Bishop Warner Brown Jr. concluded his first address as the body’s president by asking his fellow episcopal leaders to affirm the vows they took when they were consecrated as bishops. The bishops stood in unison to show their assent.
Brown, who also leads the San Francisco Area, spoke to a group that included 64 active and 43 retired bishops from around the globe. The council is meeting this week as the denomination is struggling with declining U.S. membership, deep divisions regarding homosexuality, and questions of what it means for church leaders to be accountable.
A group of United Methodists has argued that the church should split unless clergy who violate the denomination’s ban on same-gender weddings are held accountable. That includes bishops.
Holding each other accountable
Brown offered a broad understanding of how bishops should work together, including “not a looking over one another’s shoulder to second guess” each other.
“It is an accountability focused on the mission of the church to make disciples of Jesus Christ for the transformation of the world,” he said. “Being mutually accountable requires intentional collaboration. We will need to stay engaged with one another long enough to trust each other.”
For years, bishops have discussed how they can hold each other accountable for effectiveness in ministry. Many of those discussions have focused on how they can help each other increase the number of vital United Methodist congregations and nurture both love of God and love of neighbor.
Before the 2012 General Conference, the council approved a motion to have its executive committee develop measures for accountability.

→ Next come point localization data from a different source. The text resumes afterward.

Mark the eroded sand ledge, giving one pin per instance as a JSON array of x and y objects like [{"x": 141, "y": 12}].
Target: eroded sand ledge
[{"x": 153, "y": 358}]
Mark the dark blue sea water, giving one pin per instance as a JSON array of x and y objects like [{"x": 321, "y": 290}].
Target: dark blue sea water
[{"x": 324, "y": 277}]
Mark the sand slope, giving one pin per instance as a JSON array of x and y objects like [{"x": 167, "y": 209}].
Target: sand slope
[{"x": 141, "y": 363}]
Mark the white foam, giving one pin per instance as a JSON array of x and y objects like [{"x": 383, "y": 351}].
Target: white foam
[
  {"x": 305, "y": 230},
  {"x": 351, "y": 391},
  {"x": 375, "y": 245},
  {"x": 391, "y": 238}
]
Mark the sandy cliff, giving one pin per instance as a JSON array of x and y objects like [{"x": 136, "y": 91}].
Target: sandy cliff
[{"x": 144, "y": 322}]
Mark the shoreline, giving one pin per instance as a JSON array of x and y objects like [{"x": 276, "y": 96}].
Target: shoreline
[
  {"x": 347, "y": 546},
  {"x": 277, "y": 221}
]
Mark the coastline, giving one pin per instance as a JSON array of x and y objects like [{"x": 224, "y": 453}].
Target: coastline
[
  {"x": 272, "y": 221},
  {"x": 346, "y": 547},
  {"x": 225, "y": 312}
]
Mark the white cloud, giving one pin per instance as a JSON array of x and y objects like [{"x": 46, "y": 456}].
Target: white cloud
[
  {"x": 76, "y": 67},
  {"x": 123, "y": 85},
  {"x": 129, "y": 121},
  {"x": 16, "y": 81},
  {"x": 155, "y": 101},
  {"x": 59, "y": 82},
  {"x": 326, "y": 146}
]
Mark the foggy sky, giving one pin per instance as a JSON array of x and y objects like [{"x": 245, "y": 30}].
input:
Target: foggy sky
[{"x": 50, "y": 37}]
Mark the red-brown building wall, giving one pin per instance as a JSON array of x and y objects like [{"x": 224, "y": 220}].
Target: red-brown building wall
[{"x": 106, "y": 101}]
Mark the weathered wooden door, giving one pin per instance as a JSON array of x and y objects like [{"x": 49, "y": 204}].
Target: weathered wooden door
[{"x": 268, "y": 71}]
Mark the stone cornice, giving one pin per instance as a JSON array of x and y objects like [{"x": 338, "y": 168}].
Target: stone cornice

Charlotte (North Carolina) Area Bishop Larry M. Goodpaster, who leads the council's accountability task force, gave the bishops an update Monday afternoon on that work. He invited bishops to send their input on what should be part of a code of conduct. To start the conversation, Goodpaster shared with small groups some common courtesies that bishops can agree to follow, such as responding to email and calls promptly.
"We realize this is low-hanging fruit," Goodpaster said. "How do we go deeper? And then, what happens when someone does not do what we wrote down? What are the consequences?"
The effort remains a work in progress.
In his address, Brown said his role as president is “to help us be an effective leadership organization.”
“The challenge is for us to come together on that which we agree is most important and lead together in a cooperative way,” he said. “In other words, we must speak as pastors to the church and keep the Wesleyan spirit.”
Accountability and sexuality debate
Brown’s address also came almost a year after the council’s last meeting when a majority of active bishops requested a formal complaint be filed against retired Bishop Melvin G. Talbert after he officiated at a same-gender blessing in violation of church law.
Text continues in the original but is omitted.